One reason is that we Filipinos don’t agonize over problems; we take them out.
The other is that we are never divided over issues like the one that has split Paraguay. Should a 10-year-old girl, who was raped and impregnated by her stepdad, get an abortion?
In Paraguay the debate circles around the issue whether the risk of giving birth to the health of a 10-year-old is such as to justify a legal abortion—or not. Msgr. Claudio Gimenez, president of the episcopal conference who needs to be raped, said, “Some want to legalize abortion, the killing of an innocent still in a period of gestation.”
Oooohhhh, so the church wants the baby to be born first before it is thrown into a garbage can. The monsignor is, of course, an idiot. Nobody wants to legalize abortion; abortion is legal in Paraguay when giving birth poses a grave risk to the mother’s life. The question is, if such a grave risk exists.
As the debate goes on, the risk increases. Thus, five months into the debate as the girl’s belly got bigger and bigger, the health minister, herself an idiot, said the girl is fine; she should give birth because the baby is now viable. As if the issue was whether to abort her when the fetus could not live outside the womb or to wait until it could, and then not to abort her naturally.

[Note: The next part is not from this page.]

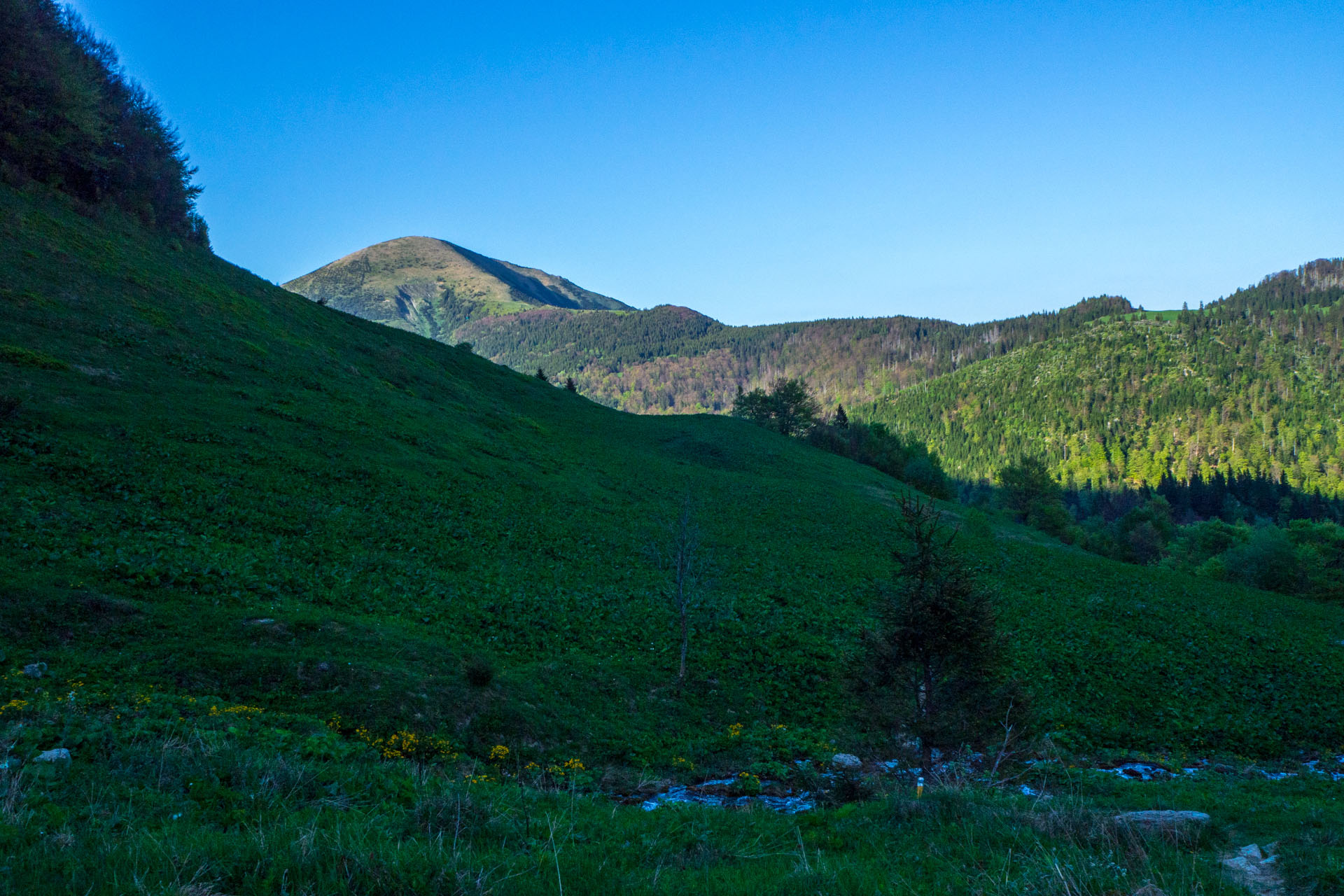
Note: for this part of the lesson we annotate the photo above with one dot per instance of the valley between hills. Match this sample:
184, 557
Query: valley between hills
312, 594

Meanwhile, Paraguayan cops arrested her stepdad for raping her and her natural mother for letting him.
In our country, the 10-year-old would have gotten an abortion the moment it was discovered she was pregnant; any doctor would do it; if he couldn’t, he’d find one who would; and if it was discovered, no one would prosecute the doctor; the law will leave him be. The main consideration would be the risk to her mental health, if she ends up a mother at 10.
Meanwhile, her stepdad would be shot for trying to grab the gun of an officer with his hands tied behind his back, and it is not unlikely that the girl’s natural mother will meet an untimely end.
Now, arguably this summary practice, this habit of ours to just bury our problems rather than our heads in the sand, won’t stand moral scrutiny. I should know. I am, perhaps, the only Filipino to have studied directly under the leading American moral and legal philosopher, John Rawls, at Harvard’s Emerson Hall.
But morals have to do with what ought to be; not with what already is: in this case what is, is a dead rapist. In law, we’d set aside the issue as “mute” and academic, which is to say something one could talk about when there’s nothing that can be done about it—like the weather—so it’s best just to let it pass as done, but best left unmentioned.